Markus Brier mischte heuer in Europas Spitze ganz vorne mit, der Verband durfte den 100.000-sten Golfer in Österreich vermelden - da kann man als Präsident nur zufrieden sein.
FRANZ WITTMANN: Das bin ich ebenso wie ich auch ungeduldig bin. Von mir aus könnte es mit der Entwicklung noch rascher gehen.

Mit Wiegele und Prägant haben zwei weitere ÖGV-Asse den Sprung auf die Tour geschafft.
WITTMANN: Und es werden nicht die Letzten sein. Auch in Schweden gab es zuerst nur einen Topgolfer, der dann eine Lawine losgetreten hat. Aber das ist nicht mein Verdienst - für diesen Erfolg haben meine Vorgänger die Weichen gestellt.

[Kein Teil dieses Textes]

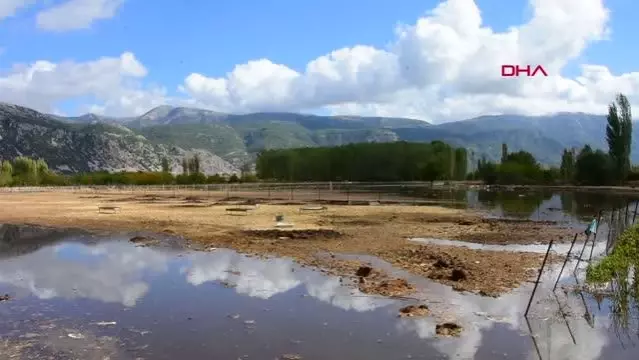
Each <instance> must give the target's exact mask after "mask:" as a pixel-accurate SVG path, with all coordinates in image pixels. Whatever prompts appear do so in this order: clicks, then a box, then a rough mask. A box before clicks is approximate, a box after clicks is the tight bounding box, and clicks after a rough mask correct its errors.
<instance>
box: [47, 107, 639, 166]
mask: <svg viewBox="0 0 639 360" xmlns="http://www.w3.org/2000/svg"><path fill="white" fill-rule="evenodd" d="M48 118H49V119H50V120H62V121H64V122H65V123H67V124H69V125H73V126H80V125H82V126H88V125H91V126H94V127H95V126H97V125H102V126H107V125H108V126H112V127H113V126H119V127H117V128H118V129H120V130H122V129H129V130H131V132H132V133H133V134H135V135H141V136H143V138H139V141H142V142H145V144H150V145H152V146H154V147H160V148H162V147H164V148H172V147H176V148H180V149H182V150H183V151H186V150H190V149H201V151H206V152H208V153H211V154H216V155H218V156H219V157H221V158H222V159H224V160H225V161H227V162H229V163H230V164H232V165H233V167H235V168H239V167H241V166H242V165H243V164H245V163H247V162H253V160H254V159H255V156H256V154H257V153H258V152H259V151H261V150H263V149H275V148H291V147H314V146H336V145H344V144H349V143H360V142H392V141H398V140H405V141H414V142H427V141H432V140H441V141H444V142H447V143H450V144H451V145H454V146H462V147H465V148H468V149H469V150H471V151H472V153H473V157H474V159H478V158H479V157H481V156H486V157H488V158H489V159H491V160H497V159H499V157H500V154H501V144H502V143H506V144H508V148H509V149H510V150H511V151H517V150H525V151H529V152H531V153H532V154H534V155H535V157H537V159H539V160H540V161H541V162H542V163H545V164H553V165H557V164H559V162H560V158H561V152H562V150H563V149H564V148H567V147H577V148H580V147H582V146H584V145H585V144H590V145H591V146H593V147H596V148H602V149H605V148H606V143H605V126H606V120H605V117H604V116H601V115H590V114H580V113H561V114H556V115H552V116H538V117H534V116H518V115H495V116H481V117H477V118H474V119H469V120H463V121H457V122H452V123H446V124H440V125H431V124H429V123H427V122H424V121H420V120H415V119H404V118H387V117H360V116H318V115H308V114H294V113H254V114H244V115H235V114H225V113H219V112H214V111H209V110H204V109H194V108H184V107H170V106H161V107H158V108H155V109H152V110H150V111H149V112H147V113H146V114H144V115H142V116H139V117H131V118H112V117H103V116H98V115H92V114H87V115H83V116H79V117H74V118H60V117H54V116H49V117H48ZM87 124H88V125H87ZM87 129H88V128H86V129H84V130H83V131H85V132H86V130H87ZM111 129H113V128H111ZM113 131H114V130H109V131H108V132H113ZM635 134H636V135H635V139H636V138H637V136H639V129H635ZM636 144H637V143H636V141H635V142H633V161H634V162H639V149H638V148H637V146H636Z"/></svg>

Welchen Nutzen kann man aus einem Markus Brier ziehen?
WITTMANN: Er macht den Sport populärer. Dank ihm hat Golf in den Medien und bei den Sponsoren mehr Präsenz.

Sie sind seit 18 Monaten im Amt - Ihre Bilanz?
WITTMANN: Ehrlich gesagt habe ich mir alles etwas leichter vorgestellt und geglaubt, ich kann von heute auf morgen alles umdrehen. Aber im Verband gibt es viele eingesessene Strukturen - das dauert seine Zeit.

Was wollen Sie ändern?
WITTMANN: Hinsichtlich Jugendarbeit werden wir die Kader verkleinern, im Marketingbereich hingegen zulegen. Außerdem müssen wir uns noch weiter weg vom Elitären und hin zum Breitensport bewegen. Die Vorzeichen stehen gut: Laut einer Studie gibt's in Österreich in zehn Jahren 170.000 Golfer auf 200 Plätzen.

Warum sollte man mit dem Golfspielen beginnen?
WITTMANN: Weil man in der Natur ist, etwas für den Körper tut, kein Platz dem anderen gleicht, man es nie perfekt können wird und man es alleine spielen kann.